The differences between the average images of QCD and top jets and in high-level observables (e.g. tau_3/tau_2) corroborate this point.
Given these differences, it is indeed surprising that an AE is not able to tag QCD jets, and we argue that this is connected to the ability of the network to interpolate simple features.
Additionally, it has been shown that the complexity bias is an issue for AE since reconstruction heavily correlates with the number of active pixels (e.g. see arXiv:2104.09051).
In this work, we show that an NAE is symmetric in the sense that we can reliably find overdensities in low-probability regions without modifying the network architecture and fine-tuning the parameters. We see the difference between
performing density estimation on the direct or inverse task, as shown in Figs. 3-4, so there's no indication that we are not approximating the true data distribution.
We rephrased the first paragraph of the "QCD vs top jets" section to make this clear.
Minor changes:
- abstract:
"Autoencoders are the ideal analysis tool for the LHC" -> "Autoencoders are an effective analysis tool for the LHC"
"its main goal of finding physics beyond the Standard Model" -> "one of its main"
- introduction:
"that no assumption" -> "that as few assumptions as possible"
"The problem with these studies...":
The end of the paragraph addresses this point. QCD jets are easier to compress since they have a simple structure. In other words, the effective dimensionality of a QCD jet is on average smaller than a top jet. Therefore, the network is still able to interpolate these features.
We modified the corresponding paragraph to explain our claims on applications of NAEs for LHC triggers.
- network and dataset:
"by using the reconstruction error ..." -> "The NAE training includes two steps... The pre-training phase builds an approximate..."

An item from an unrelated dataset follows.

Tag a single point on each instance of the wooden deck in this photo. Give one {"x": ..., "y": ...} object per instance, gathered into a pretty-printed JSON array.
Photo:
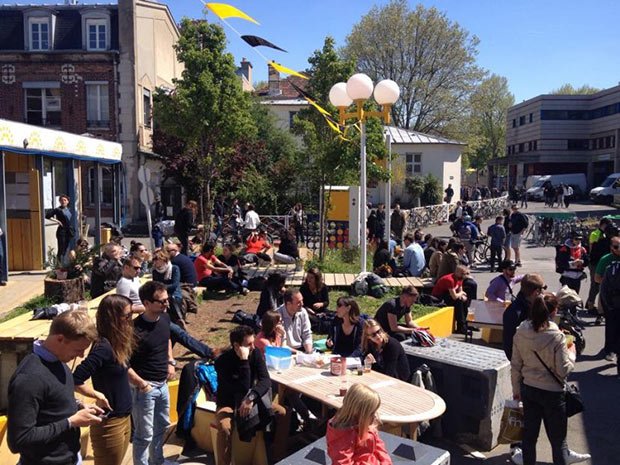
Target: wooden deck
[{"x": 296, "y": 278}]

A new paragraph describes the training procedure and the role of the modified loss function.
-Preprocessing:
We do not expect to lose physical information. The picked preprocessing does not modify the structure of the jet (e.g. prongness).
Additionally, n-reweighting has been selected to enhance features in jets with low complexity. Therefore, the improvement found in our dark jets example is not an accident.

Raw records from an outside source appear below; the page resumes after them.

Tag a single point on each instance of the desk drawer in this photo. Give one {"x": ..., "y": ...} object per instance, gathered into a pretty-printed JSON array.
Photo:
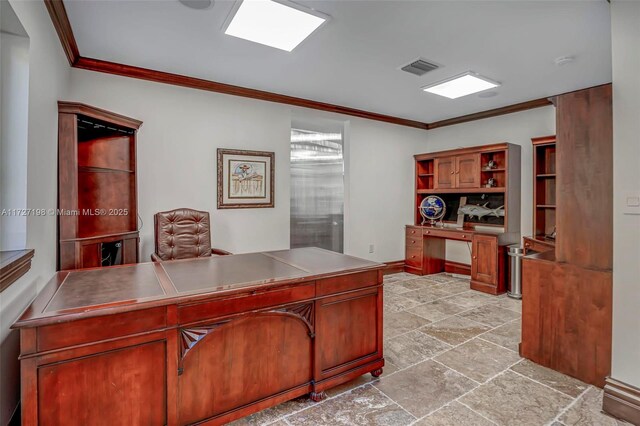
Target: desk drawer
[
  {"x": 413, "y": 257},
  {"x": 413, "y": 242},
  {"x": 245, "y": 302},
  {"x": 346, "y": 282},
  {"x": 450, "y": 235}
]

- QCD vs top and QCD vs dark jets:
added black line label in captions
- Outlook:
"However, density-based autoencoders have not been shown to work properly and have a massive dependence on data preprocessing"

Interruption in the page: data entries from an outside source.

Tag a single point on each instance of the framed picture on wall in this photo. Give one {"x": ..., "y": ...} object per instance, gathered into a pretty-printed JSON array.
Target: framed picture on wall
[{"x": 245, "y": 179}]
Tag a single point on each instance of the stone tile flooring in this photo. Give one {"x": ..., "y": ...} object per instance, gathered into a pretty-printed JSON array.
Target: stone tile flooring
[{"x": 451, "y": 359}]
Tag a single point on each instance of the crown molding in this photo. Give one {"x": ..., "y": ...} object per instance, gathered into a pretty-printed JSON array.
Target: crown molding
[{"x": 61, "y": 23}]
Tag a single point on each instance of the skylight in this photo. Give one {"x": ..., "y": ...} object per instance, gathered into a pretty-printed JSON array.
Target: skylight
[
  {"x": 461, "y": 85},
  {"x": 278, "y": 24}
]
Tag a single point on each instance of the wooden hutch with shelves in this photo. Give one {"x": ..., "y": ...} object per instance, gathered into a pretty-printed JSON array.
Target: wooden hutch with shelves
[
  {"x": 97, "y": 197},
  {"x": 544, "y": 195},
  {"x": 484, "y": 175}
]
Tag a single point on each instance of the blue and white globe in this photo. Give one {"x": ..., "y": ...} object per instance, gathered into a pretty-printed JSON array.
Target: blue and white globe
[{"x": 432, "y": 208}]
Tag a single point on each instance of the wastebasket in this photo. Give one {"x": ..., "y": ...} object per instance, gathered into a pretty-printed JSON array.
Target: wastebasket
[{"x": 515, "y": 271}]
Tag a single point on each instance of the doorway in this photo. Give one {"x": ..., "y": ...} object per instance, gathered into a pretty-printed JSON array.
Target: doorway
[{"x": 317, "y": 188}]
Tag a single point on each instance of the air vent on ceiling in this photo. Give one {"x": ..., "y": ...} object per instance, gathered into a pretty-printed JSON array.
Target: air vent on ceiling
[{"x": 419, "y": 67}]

rephrased and added citations.
Current status:
Reports on this Submission
Report #1 by Anonymous (Referee 2) on 2023-3-30 (Invited Report)
- Cite as: Anonymous, Report on arXiv:2206.14225v2, delivered 2023-03-30, doi: 10.21468/SciPost.Report.6979
Report
Thank you for taking into account my feedback! Overall, I still have some concerns about some of the claims made in the manuscript and I would encourage the authors to rephrase/tone down some of them (see below). However, I will not insist on further changes and I defer to the editor/authors. This paper is an interesting study and I think SciPost Physics is a good venue for presenting the work.
I don't completely agree about you response to my question about symmetry, but I won't insist on further changes/studies. I also don't understand why your autoencoder is not also sensitive to pre-processing. If your method is learning something about the underlying density of the data (as all compression models do) then it should also be sensitive to how you pre-process the data. Some of the claims along these lines seem too strong.
I still find the strong emphasis on triggers (even in the title!) to be unjustified, as there is really no evidence that your approach is trigger friendly or is otherwise specifically designed for running online. It is true that other people have shown that AEs can be implemented in hardware/firmware, but that I don't see how that justifies such a big claim for your paper. Please consider further modifications along these lines.
Please change the first line of the conclusions ("Autoencoders are ML-analysis tools which ideally represent the idea behind LHC searches.") along the changes you made in the abstract/introduction.